St. Paul hunkers down following largest spike in COVID cases since start of the pandemic

A dirt road under cloudy sky
St. Paul announced a gas ration on Feb. 22 after bad weather canceled the arrival of a fuel barge. (Hope McKenney/KUCB)

One of the most sealed-off communities in the country is under a hunker down order following a surge of COVID-19.

Roughly half of all coronavirus cases recorded on St. Paul Island have happened in the last two weeks.

Phil Zavadil, the city manager of the remote Pribilof community of about 370 people, said this is the largest increase in cases since the start of the pandemic. He said the island has recorded 71 cases since an essential worker tested positive in late May.

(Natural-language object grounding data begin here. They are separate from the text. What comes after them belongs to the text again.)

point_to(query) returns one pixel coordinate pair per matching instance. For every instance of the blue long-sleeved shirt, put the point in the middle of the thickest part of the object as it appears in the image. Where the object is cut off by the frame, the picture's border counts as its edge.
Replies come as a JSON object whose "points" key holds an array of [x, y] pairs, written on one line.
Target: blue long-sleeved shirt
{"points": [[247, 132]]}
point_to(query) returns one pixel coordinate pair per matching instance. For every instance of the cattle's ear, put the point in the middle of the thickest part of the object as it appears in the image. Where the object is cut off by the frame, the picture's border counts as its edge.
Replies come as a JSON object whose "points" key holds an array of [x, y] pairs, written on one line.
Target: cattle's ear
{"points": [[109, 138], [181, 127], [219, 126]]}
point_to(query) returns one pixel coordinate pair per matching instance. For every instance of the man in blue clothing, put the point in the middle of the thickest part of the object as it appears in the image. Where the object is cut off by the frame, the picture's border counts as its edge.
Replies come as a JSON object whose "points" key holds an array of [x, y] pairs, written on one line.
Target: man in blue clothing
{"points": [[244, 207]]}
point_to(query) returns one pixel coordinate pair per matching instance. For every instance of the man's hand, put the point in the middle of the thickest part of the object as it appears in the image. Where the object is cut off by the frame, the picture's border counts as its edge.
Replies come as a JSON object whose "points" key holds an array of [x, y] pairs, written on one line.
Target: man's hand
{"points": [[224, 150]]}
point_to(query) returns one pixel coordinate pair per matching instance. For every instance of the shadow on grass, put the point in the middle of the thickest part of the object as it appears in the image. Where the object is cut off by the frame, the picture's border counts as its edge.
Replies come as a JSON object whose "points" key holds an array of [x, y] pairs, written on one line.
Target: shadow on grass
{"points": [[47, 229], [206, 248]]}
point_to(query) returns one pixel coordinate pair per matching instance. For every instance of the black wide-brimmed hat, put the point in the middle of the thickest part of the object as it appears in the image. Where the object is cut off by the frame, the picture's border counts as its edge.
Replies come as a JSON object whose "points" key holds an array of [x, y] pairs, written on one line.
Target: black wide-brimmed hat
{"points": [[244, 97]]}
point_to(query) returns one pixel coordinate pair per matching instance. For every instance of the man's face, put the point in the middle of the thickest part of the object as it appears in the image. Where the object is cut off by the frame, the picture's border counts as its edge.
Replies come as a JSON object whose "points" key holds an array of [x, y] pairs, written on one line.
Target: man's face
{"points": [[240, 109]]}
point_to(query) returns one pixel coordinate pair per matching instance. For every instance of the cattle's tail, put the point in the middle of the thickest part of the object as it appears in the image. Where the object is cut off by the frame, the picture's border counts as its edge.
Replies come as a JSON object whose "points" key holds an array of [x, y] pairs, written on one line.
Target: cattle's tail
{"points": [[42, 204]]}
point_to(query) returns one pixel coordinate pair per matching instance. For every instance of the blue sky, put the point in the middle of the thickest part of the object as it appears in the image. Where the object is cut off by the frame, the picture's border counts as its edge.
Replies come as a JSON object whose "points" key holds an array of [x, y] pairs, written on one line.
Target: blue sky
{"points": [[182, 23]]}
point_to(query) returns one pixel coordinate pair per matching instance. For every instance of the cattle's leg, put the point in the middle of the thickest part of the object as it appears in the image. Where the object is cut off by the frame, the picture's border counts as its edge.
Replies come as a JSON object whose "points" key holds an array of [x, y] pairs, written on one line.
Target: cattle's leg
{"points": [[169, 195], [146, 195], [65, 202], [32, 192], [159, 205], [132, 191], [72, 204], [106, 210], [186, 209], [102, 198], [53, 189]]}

Most are residents.

“We just don’t want it to spread to our elders and our immunocompromised individuals,” he said. “We’ve still got people going out visiting people, where we’ve been finding that people are positive and spreading the virus before they test positive or develop symptoms.”

Zavadil says more than 90% of the community is vaccinated against the virus, and no one has recorded severe symptoms or been medevaced off island.

The community has maintained some of the strictest measures against COVID-19 since the disease arrived in the state in early 2020. Those include strict testing requirements and, more recently, a public list of who is quarantining and why.

The City Council passed the two-week hunker down order Tuesday that also requires people to stay at home as much as possible. It’s the first time they’ve passed such an order since the island’s last surge in January, Zavadil said. The order will be in effect until June 17.

Until now, the community had reported very few COVID infections. As of Thursday afternoon, there have been a total of 135 COVID-19 cases recorded in St. Paul. The first was reported in April of last year.